Uniform Commercial Code Comment
1. Perfected Security Interests Under Former Article 9 and This Article. This section deals with security interests that are perfected (i.e., that are enforceable and have priority over the rights of a lien creditor) under former Article 9 or other applicable law immediately before this Article takes effect. Subsection (a) provides, not surprisingly, that if the security interest would be a perfected security interest under this Article (i.e., if the transaction satisfies this Article’s requirements for enforceability (attachment) and perfection), no further action need be taken for the security interest to be a perfected security interest.
2. Security Interests Enforceable and Perfected Under Former Article 9 but Unenforceable or Unperfected Under This Article. Subsection (b) deals with security interests that are enforceable and perfected under former Article 9 or other applicable law immediately before this Article takes effect but do not satisfy the requirements for enforceability (attachment) or perfection under this Article. Except as otherwise provided in Section 9-705, these security interests are perfected security interests for one year after the effective date. If the security interest satisfies the requirements for attachment and perfection within that period, the security interest remains perfected thereafter. If the security interest satisfies only the requirements for attachment within that period, the security interest becomes unperfected at the end of the one-year period.
Example 1: A pre-effective-date security agreement in a consumer transaction covers “all securities accounts.” The security interest is properly perfected. The collateral description was adequate under former Article 9 (see former Section 9-115(3)) but is insufficient under this Article (see Section 9-108(e)(2)). Unless the debtor authenticates a new security agreement describing the collateral other than by “type” (or Section 9-203(b)(3) otherwise is satisfied) within the one-year period following the effective date, the security interest becomes unenforceable at the end of that period.
Other examples under former Article 9 or other applicable law that may be effective as attachment or enforceability steps but may be ineffective under this Article include an oral agreement to sell a payment intangible or possession by virtue of a notification to a bailee under former Section 9-305. Neither the oral agreement nor the notification would satisfy the revised Section 9-203 requirements for attachment.

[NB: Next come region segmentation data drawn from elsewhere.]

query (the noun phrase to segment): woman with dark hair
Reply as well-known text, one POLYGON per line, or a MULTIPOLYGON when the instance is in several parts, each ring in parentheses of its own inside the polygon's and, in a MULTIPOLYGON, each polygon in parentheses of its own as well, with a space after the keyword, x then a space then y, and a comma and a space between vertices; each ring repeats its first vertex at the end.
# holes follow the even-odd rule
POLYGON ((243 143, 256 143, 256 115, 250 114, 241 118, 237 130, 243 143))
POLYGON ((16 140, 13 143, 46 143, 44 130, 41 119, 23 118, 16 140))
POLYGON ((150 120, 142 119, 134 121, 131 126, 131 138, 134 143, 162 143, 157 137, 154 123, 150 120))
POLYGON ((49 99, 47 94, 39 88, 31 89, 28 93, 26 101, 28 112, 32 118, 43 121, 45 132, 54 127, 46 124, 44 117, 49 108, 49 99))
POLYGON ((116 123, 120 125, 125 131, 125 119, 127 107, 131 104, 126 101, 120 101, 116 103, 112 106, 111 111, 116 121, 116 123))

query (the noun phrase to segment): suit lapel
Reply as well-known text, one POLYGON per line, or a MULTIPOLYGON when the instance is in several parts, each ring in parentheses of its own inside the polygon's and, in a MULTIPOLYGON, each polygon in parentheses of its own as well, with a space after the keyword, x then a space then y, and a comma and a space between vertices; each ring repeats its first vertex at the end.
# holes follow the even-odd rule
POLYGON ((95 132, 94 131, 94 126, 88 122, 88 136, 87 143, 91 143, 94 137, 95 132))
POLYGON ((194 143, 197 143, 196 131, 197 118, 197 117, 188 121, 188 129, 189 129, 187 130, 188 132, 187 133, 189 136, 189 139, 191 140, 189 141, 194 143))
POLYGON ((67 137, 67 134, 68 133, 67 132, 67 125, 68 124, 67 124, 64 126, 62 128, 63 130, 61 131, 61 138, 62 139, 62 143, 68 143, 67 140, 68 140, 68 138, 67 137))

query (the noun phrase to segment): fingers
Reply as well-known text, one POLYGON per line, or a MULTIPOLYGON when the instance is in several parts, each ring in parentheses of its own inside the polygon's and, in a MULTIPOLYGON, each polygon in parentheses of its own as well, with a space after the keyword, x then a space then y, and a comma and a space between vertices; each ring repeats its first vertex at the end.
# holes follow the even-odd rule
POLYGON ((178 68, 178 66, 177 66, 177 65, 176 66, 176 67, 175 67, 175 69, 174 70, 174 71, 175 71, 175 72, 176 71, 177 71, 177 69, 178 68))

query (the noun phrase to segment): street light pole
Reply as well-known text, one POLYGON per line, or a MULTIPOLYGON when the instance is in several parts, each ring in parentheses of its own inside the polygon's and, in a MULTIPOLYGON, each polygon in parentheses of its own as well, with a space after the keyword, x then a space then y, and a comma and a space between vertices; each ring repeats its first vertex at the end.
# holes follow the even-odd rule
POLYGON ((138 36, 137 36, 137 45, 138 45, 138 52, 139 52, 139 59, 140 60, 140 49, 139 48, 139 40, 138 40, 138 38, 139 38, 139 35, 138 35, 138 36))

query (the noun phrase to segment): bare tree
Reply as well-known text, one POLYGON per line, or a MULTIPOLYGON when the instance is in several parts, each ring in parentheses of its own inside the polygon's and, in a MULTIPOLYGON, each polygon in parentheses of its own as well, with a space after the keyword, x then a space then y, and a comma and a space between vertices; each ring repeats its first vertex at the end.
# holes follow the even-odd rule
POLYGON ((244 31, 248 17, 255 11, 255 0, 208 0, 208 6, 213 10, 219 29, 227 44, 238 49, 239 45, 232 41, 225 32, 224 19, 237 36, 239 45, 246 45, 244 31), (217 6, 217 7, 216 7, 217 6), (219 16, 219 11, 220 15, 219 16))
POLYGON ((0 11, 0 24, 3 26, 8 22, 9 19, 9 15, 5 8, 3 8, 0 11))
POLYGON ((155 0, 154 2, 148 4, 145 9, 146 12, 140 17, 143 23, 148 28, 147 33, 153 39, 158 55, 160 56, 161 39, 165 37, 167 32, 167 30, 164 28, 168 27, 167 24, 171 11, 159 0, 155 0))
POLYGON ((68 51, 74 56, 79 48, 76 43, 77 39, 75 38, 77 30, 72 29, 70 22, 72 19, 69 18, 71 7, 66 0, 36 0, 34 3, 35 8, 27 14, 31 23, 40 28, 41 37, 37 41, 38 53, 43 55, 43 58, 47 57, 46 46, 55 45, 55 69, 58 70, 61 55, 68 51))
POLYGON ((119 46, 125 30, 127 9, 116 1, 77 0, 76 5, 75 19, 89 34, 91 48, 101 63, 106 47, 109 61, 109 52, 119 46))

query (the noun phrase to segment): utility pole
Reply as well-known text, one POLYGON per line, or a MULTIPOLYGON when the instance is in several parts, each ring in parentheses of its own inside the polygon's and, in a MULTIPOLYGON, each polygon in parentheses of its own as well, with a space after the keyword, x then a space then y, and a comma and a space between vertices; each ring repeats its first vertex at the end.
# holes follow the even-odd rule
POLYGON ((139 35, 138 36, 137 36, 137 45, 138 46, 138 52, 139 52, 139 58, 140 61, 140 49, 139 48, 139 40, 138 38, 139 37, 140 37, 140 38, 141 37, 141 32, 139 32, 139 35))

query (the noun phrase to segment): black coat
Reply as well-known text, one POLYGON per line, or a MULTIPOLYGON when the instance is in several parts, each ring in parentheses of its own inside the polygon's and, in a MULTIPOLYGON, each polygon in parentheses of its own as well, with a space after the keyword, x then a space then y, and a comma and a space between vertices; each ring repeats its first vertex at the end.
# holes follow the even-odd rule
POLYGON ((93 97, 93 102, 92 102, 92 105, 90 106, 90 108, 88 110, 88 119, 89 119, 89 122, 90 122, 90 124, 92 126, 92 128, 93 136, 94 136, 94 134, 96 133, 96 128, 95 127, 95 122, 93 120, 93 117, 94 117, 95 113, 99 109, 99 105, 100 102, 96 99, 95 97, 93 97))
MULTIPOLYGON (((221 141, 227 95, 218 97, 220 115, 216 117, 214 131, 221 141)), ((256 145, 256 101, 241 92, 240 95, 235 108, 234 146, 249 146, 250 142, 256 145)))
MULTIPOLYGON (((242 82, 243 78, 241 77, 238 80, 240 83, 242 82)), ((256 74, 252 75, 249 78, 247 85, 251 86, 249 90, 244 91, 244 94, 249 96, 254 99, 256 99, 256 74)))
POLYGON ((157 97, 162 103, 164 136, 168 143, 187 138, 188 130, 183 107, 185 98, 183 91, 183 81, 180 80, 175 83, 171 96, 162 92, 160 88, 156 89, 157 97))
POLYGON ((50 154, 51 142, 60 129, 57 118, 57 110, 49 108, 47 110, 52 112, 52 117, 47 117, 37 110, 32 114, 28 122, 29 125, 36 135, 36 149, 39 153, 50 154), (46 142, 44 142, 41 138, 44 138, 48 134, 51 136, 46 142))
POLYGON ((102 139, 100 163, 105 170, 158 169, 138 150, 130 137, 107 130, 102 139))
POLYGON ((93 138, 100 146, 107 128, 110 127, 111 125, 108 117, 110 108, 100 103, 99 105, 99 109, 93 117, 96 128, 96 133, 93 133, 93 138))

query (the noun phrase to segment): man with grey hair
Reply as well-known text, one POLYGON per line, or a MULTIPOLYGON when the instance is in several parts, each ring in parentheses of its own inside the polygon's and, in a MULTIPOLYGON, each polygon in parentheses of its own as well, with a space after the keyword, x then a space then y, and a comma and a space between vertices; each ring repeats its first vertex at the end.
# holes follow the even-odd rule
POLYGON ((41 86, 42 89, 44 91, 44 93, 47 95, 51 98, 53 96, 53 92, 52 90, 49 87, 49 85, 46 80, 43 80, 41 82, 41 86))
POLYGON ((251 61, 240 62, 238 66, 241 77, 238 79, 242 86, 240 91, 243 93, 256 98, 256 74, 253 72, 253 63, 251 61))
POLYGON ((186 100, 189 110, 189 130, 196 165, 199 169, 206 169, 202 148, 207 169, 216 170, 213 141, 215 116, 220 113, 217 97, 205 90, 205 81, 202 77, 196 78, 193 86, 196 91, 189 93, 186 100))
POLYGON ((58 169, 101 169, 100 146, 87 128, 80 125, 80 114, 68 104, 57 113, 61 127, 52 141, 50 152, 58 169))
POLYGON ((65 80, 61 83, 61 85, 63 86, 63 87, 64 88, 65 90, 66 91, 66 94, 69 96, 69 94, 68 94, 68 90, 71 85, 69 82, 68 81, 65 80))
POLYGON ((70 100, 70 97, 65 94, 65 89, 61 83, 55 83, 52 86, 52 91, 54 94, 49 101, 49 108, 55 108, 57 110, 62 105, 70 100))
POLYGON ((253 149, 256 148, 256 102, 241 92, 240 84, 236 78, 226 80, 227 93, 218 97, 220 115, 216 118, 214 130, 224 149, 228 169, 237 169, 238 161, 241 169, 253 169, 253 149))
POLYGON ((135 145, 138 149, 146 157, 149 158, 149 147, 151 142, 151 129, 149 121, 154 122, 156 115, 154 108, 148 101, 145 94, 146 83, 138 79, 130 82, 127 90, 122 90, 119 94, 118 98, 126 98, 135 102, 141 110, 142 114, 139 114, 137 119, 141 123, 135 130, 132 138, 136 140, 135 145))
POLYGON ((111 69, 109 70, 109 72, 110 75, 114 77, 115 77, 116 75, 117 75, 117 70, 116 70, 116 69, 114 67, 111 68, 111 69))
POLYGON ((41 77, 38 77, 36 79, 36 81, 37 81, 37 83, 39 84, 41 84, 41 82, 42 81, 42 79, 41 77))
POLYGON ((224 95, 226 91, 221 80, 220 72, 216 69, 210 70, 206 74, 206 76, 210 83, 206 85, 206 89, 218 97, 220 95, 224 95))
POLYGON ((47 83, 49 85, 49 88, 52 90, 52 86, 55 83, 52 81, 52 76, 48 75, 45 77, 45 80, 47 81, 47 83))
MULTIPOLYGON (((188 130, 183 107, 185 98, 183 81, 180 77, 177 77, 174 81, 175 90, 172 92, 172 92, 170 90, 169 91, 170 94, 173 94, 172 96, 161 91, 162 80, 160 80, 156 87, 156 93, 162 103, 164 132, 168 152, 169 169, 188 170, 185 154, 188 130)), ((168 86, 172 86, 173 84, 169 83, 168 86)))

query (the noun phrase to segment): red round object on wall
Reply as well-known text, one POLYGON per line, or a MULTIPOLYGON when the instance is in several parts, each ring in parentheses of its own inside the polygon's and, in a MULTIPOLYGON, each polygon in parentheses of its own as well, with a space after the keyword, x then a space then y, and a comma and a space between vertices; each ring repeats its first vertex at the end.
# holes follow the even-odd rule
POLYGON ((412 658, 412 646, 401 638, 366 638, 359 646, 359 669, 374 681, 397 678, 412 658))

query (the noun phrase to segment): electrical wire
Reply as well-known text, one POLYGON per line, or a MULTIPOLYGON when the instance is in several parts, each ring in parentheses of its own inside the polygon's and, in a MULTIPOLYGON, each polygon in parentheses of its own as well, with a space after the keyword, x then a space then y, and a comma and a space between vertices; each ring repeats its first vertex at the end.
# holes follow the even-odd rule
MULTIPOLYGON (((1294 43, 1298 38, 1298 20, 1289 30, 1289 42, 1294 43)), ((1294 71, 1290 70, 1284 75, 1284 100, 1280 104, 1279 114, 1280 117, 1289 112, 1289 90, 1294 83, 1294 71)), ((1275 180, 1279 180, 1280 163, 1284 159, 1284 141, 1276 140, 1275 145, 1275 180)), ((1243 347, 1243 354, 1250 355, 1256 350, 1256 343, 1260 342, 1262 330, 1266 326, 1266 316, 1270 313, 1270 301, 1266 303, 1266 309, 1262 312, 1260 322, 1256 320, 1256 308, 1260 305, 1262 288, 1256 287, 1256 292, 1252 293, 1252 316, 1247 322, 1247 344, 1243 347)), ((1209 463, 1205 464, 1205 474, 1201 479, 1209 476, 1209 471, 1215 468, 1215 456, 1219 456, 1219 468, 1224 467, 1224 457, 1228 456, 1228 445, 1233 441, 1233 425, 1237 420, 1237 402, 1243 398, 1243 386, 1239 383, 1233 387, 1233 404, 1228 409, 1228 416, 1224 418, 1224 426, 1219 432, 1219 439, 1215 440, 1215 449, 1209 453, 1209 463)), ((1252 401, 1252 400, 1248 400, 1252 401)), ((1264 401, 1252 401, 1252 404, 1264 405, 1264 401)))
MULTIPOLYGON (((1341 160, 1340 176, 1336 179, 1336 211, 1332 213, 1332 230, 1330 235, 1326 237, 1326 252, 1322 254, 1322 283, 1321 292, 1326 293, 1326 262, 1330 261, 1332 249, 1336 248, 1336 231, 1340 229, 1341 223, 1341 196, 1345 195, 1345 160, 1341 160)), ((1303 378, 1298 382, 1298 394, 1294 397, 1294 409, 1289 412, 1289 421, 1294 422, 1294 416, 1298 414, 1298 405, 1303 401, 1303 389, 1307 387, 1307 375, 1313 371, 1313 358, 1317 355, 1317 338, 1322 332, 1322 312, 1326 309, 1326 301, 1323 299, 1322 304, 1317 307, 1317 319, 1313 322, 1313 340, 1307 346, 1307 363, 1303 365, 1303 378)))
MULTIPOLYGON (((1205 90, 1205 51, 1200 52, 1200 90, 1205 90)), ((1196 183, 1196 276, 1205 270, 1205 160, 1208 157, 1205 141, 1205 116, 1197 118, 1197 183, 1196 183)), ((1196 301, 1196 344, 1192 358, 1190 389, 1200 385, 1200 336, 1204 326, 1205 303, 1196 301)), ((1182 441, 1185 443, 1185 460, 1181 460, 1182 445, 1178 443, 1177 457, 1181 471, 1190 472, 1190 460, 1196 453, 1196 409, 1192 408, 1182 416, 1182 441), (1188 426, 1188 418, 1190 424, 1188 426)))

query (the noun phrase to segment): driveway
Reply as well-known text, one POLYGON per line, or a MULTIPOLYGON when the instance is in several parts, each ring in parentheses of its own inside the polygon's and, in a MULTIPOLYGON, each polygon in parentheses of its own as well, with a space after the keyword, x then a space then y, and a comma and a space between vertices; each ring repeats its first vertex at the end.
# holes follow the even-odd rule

Example 2: A pre-effective-date possessory security interest in instruments is perfected by a bailee’s receipt of notification under former 9-305. The bailee has not, however, acknowledged that it holds for the secured party’s benefit under revised Section 9-313. Unless the bailee authenticates a record acknowledging that it holds for the secured party (or another appropriate perfection step is taken) within the one-year period following the effective date, the security interest becomes unperfected at the end of that period.
3. Interpretation of Pre-Effective-Date Security Agreements. Section 9-102 defines “security agreement” as “an agreement that creates or provides for a security interest.“ Under Section 1-201(3), an ‘’agreement“ is a ‘’bargain of the parties in fact.“ If parties to a pre-effective-date security agreement describe the collateral by using a term defined in former Article 9 in one way and defined in this Article in another way, in most cases it should be presumed that the bargain of the parties contemplated the meaning of the term under former Article 9.
Example 3: A pre-effective-date security agreement covers “all accounts” of a debtor. As defined under former Article 9, an “account” did not include a right to payment for lottery winnings. These rights to payment are “accounts” under this Article, however. The agreement of the parties presumptively created a security interest in “accounts” as defined in former Article 9. A different result might be appropriate, for example, if the security agreement explicitly contemplated future changes in the Article 9 definitions of types of collateral-e.g., “ ‘Accounts’ means ‘accounts’ as defined in the UCC Article 9 of [State X], as that definition may be amended from time to time.“ Whether a different approach is appropriate in any given case depends on the bargain of the parties, as determined by applying ordinary principles of contract construction.